Model weights are being reset to zero on Windows #19537

BramVanroy · 2024-02-27T10:38:53Z

Bug description

In the highly popular evaluation metric for machine translation, COMET, an issue has been raised where on Windows the predictions are always zero. I can confirm this with a new env installation of the library (pip install unbabel-comet) on Windows and this snippet:

from comet import download_model, load_from_checkpoint

def main():
    # Choose your model from Hugging Face Hub
    model_path = download_model("Unbabel/wmt22-comet-da")

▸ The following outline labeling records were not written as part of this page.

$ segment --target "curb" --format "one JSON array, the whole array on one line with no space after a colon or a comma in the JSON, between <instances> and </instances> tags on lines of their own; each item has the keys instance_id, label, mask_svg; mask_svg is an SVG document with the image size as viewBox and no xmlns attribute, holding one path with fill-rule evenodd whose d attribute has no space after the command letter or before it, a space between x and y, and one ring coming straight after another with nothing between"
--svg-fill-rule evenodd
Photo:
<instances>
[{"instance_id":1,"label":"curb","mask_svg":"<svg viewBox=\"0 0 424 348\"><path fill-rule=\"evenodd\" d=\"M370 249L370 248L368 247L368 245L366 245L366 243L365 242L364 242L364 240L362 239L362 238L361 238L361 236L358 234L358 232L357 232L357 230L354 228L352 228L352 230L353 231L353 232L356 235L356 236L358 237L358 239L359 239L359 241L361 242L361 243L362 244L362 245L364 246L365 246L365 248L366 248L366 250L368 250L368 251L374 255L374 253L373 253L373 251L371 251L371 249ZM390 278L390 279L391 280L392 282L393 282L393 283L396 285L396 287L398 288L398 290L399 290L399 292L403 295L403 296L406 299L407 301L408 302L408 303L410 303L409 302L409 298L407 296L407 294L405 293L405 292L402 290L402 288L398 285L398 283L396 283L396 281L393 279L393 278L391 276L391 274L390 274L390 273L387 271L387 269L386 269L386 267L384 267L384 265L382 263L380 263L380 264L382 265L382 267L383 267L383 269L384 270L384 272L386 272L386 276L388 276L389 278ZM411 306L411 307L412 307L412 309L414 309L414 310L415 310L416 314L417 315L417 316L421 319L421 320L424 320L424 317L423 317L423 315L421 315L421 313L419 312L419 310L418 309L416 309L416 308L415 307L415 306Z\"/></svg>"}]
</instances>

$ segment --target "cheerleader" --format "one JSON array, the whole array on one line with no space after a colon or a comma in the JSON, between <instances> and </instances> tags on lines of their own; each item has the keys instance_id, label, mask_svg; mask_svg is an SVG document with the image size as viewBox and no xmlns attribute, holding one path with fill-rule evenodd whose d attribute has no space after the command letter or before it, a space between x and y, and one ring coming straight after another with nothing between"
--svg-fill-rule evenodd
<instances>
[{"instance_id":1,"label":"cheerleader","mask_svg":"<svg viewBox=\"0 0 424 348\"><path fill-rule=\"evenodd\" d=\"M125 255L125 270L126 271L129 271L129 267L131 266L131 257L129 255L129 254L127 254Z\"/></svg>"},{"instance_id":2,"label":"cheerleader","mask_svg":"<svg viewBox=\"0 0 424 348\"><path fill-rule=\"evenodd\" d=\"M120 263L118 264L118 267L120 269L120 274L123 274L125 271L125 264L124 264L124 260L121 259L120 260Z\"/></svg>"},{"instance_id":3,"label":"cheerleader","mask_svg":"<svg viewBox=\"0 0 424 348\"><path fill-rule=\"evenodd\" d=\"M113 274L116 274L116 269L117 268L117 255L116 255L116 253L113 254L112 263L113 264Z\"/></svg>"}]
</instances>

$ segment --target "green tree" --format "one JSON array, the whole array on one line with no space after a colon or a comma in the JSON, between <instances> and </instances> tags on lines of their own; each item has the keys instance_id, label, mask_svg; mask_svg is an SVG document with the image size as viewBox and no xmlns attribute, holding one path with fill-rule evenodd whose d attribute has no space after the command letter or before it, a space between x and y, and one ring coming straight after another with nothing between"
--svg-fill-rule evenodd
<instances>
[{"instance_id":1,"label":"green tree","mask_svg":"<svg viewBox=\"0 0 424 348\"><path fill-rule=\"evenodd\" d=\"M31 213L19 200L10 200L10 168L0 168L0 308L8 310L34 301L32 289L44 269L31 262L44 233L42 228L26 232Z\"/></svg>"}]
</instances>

    # Load the model checkpoint:
    model = load_from_checkpoint(model_path)

    # Data must be in the following format:
    data = [
        {
            "src": "10 到 15 分钟可以送到吗",
            "mt": "Can I receive my food in 10 to 15 minutes?",
            "ref": "Can it be delivered between 10 to 15 minutes?"
        },
        {
            "src": "Pode ser entregue dentro de 10 a 15 minutos?",
            "mt": "Can you send it for 10 to 15 minutes?",
            "ref": "Can it be delivered between 10 to 15 minutes?"
        }
    ]
    # Call predict method:
    model_output = model.predict(data, batch_size=8, gpus=1)
    print(model_output)
    print(model_output.scores) # sentence-level scores
    print(model_output.system_score) # system-level score


# Not all COMET models return metadata with detected errors.
if __name__ == '__main__':
    main()

The output will be be all zeroes:

Prediction([('scores', [0.0, 0.0]), ('system_score', 0.0)])
[0.0, 0.0]
0.0

I also get the following PyTorch warning but I am not sure if it is relevant:

[W CudaIPCTypes.cpp:16] Producer process has been terminated before all shared CUDA tensors released. See Note [Sharing CUDA tensors]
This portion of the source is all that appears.